This post originally appeared on Arjun Rajkumar's blog.
This past week I got an error which as it turn out originated because Rails failed with its built-in Active Record validation checkers.
I have this has_many association set up in my database - a Website
has many pages
class Website < ApplicationRecord
has_many :pages, -> { order("created_at DESC")} , dependent: :destroy
end
class Page < ActiveRecord::Base
belongs_to :website, touch: true, counter_cache: true
end
Each page
has a unique URL scoped to a website.

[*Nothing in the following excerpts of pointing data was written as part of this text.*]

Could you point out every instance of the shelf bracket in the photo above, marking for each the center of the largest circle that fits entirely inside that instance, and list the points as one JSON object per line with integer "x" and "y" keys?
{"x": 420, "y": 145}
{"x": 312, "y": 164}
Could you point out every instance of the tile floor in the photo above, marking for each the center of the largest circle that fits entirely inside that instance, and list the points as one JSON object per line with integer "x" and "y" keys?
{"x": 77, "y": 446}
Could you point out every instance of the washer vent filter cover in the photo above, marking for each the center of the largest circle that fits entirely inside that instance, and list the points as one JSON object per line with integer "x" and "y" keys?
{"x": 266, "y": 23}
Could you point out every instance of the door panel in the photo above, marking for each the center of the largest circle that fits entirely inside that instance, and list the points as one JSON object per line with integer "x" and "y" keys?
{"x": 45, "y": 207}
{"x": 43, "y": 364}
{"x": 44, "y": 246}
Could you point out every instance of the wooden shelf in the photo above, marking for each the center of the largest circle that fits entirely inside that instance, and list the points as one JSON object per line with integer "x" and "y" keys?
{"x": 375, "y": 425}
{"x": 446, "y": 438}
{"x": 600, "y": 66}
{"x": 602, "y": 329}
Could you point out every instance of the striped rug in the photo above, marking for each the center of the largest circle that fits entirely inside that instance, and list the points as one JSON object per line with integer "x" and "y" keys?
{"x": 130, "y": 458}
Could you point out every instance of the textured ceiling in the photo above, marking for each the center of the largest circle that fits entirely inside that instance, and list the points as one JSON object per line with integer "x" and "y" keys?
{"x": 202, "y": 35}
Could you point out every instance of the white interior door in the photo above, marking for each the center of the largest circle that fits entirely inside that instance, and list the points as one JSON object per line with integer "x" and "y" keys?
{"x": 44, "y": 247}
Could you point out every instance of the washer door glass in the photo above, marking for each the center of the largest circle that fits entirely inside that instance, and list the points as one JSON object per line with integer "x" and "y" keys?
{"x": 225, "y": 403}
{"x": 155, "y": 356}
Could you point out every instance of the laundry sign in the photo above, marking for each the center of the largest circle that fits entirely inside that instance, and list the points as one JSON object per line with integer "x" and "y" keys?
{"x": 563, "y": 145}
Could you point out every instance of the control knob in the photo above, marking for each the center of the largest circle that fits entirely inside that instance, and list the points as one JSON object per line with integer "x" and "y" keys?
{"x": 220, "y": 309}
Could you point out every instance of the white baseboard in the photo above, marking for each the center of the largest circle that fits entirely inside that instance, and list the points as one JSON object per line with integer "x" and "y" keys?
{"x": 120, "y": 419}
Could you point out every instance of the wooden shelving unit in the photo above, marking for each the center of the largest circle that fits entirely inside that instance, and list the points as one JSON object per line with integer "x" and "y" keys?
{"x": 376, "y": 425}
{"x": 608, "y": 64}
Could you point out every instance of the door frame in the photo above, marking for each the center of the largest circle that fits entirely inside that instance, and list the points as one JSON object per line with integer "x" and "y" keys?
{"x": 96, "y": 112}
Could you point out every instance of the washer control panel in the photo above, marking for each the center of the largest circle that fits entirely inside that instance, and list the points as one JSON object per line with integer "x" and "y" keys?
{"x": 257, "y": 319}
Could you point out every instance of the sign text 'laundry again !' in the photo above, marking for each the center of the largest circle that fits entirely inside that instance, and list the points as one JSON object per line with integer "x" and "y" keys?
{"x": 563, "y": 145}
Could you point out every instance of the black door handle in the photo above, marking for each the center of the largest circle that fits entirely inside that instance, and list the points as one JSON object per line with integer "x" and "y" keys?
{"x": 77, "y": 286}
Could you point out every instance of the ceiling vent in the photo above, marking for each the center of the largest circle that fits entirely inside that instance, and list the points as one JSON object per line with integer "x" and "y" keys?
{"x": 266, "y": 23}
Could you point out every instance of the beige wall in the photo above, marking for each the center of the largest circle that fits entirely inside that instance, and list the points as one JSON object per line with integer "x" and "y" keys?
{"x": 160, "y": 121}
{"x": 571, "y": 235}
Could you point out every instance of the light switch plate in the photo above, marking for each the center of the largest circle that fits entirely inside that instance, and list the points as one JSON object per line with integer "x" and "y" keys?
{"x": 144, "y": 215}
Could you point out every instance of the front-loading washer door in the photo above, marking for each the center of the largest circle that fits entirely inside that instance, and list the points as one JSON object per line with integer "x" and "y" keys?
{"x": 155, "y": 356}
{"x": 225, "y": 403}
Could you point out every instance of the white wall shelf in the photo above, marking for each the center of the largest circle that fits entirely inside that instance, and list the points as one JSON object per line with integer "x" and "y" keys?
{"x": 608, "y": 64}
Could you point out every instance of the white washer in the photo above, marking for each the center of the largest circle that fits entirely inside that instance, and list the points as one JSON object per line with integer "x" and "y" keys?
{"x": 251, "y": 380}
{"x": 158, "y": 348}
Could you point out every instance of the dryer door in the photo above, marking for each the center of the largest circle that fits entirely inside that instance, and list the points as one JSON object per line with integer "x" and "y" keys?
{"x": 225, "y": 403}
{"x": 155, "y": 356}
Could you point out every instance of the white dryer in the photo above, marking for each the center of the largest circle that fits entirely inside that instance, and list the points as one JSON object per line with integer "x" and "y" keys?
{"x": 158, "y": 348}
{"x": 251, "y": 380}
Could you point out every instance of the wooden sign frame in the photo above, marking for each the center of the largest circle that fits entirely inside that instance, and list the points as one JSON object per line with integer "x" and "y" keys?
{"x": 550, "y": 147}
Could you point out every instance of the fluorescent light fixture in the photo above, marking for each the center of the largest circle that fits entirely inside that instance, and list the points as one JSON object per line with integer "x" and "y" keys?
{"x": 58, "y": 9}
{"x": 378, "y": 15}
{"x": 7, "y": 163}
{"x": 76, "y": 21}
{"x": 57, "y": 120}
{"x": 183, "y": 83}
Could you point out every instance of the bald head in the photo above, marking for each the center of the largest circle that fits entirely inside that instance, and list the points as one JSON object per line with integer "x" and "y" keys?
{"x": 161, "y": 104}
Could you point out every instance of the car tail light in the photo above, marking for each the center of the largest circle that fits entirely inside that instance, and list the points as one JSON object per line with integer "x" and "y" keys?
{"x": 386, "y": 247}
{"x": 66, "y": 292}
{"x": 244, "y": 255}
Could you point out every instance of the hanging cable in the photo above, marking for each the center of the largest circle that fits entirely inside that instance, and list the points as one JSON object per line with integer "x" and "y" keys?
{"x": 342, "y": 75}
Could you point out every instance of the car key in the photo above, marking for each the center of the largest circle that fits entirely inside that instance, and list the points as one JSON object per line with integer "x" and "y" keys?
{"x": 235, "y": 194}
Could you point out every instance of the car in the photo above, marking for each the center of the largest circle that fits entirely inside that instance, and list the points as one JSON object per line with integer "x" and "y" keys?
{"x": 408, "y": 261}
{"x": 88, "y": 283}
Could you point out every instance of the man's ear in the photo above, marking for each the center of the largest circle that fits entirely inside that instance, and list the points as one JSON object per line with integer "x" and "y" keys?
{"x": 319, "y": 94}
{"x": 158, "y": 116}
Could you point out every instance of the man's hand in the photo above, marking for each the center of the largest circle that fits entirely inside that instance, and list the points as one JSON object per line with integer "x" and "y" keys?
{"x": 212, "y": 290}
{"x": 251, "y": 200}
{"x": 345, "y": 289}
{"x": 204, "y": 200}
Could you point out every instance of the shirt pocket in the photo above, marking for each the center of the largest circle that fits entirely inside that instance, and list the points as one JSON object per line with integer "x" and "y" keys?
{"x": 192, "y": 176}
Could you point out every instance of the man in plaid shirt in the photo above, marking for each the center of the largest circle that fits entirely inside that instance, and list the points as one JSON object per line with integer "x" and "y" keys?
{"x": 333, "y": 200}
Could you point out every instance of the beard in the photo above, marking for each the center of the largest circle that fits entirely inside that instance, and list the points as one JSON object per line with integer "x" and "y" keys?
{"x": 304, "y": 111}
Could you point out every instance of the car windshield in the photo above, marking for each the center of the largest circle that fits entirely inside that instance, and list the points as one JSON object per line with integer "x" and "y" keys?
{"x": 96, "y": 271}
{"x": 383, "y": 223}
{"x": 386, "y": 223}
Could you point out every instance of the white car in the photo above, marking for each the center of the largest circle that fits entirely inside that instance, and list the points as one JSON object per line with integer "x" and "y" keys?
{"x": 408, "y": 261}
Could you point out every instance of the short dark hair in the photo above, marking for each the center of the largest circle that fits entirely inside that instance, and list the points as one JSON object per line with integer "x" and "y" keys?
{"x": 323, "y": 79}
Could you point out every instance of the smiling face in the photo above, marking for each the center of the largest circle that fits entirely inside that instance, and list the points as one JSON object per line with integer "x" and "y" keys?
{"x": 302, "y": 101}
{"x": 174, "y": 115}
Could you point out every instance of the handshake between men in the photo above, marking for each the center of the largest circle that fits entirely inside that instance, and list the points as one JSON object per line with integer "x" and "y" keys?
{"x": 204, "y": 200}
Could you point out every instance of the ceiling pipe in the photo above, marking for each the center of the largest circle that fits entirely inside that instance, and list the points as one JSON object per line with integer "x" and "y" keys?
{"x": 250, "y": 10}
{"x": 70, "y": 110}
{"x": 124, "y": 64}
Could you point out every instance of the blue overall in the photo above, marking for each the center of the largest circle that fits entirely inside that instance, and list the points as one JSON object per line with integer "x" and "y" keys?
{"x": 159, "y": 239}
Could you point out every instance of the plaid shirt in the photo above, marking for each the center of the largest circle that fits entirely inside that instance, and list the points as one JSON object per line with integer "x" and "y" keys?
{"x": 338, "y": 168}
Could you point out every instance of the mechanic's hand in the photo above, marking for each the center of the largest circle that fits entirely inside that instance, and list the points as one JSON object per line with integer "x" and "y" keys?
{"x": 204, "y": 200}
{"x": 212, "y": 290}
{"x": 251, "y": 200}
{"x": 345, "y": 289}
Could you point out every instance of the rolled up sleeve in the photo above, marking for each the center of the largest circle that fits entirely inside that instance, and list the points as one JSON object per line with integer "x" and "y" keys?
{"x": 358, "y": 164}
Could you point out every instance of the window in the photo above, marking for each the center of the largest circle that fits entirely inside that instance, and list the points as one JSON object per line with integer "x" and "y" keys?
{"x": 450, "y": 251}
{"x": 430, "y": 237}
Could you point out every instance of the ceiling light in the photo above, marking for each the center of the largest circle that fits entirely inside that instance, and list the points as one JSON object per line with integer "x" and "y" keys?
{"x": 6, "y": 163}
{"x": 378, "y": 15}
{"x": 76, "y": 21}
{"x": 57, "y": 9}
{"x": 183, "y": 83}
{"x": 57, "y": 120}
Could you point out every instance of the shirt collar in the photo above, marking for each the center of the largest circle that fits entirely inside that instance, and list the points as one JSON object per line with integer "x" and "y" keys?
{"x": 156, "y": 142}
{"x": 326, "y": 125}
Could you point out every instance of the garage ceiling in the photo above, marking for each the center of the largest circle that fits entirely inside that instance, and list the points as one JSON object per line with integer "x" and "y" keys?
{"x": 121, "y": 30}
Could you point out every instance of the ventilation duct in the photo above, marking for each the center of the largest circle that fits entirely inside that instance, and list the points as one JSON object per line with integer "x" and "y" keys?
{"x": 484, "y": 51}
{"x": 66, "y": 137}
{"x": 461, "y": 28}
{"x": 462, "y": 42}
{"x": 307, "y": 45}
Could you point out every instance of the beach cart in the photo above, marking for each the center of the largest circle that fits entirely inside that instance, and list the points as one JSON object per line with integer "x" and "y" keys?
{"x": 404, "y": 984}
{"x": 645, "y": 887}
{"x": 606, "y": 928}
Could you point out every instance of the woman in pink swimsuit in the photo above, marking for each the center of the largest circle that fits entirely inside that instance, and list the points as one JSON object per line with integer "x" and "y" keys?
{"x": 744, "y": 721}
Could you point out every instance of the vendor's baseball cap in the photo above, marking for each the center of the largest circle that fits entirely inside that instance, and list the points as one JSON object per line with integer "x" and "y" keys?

This means that pages under a website shouldn't have the same URLs.
I’m using Sidekiq workers to crawl a website in the background, get all it's on-page links and add those link as pages to the website. Sidekiq is multi-threaded - and runs thousands of jobs at the same time. Each of these jobs is creating a page with the crawled link as the URL. So, it may happen that two different jobs creates two pages with the same URL value at the same time, if it discovers two identical links on the website.
And this is exactly what happened.
Here are a few things I tried that didn’t stop Sidekiq from creating duplicate pages under the same website.
These didn't work.
#Active Record's built-in Validation checkers
class Page < ActiveRecord::Base
validates_uniqueness_of :url, :scope => :website_id
belongs_to :website, touch: true, counter_cache: true
end
#Transactions
ActiveRecord::Base.transaction do
website.pages.create(url: new_url)
end
This worked!
What worked instead was pretty simple.
Adding a unique index directly in the database solved this error.
class AddIndexToPageUrls < ActiveRecord::Migration[5.2]
def change
add_index :pages, [:website_id, :url], unique: true
end
end
And this works 100% of the time. Rails has documented this properly in their docs, and I fixed the error quickly once I knew what was causing it. But diagnosing this error initially to understand why this is happening took time.
I hope this helps someone in the future.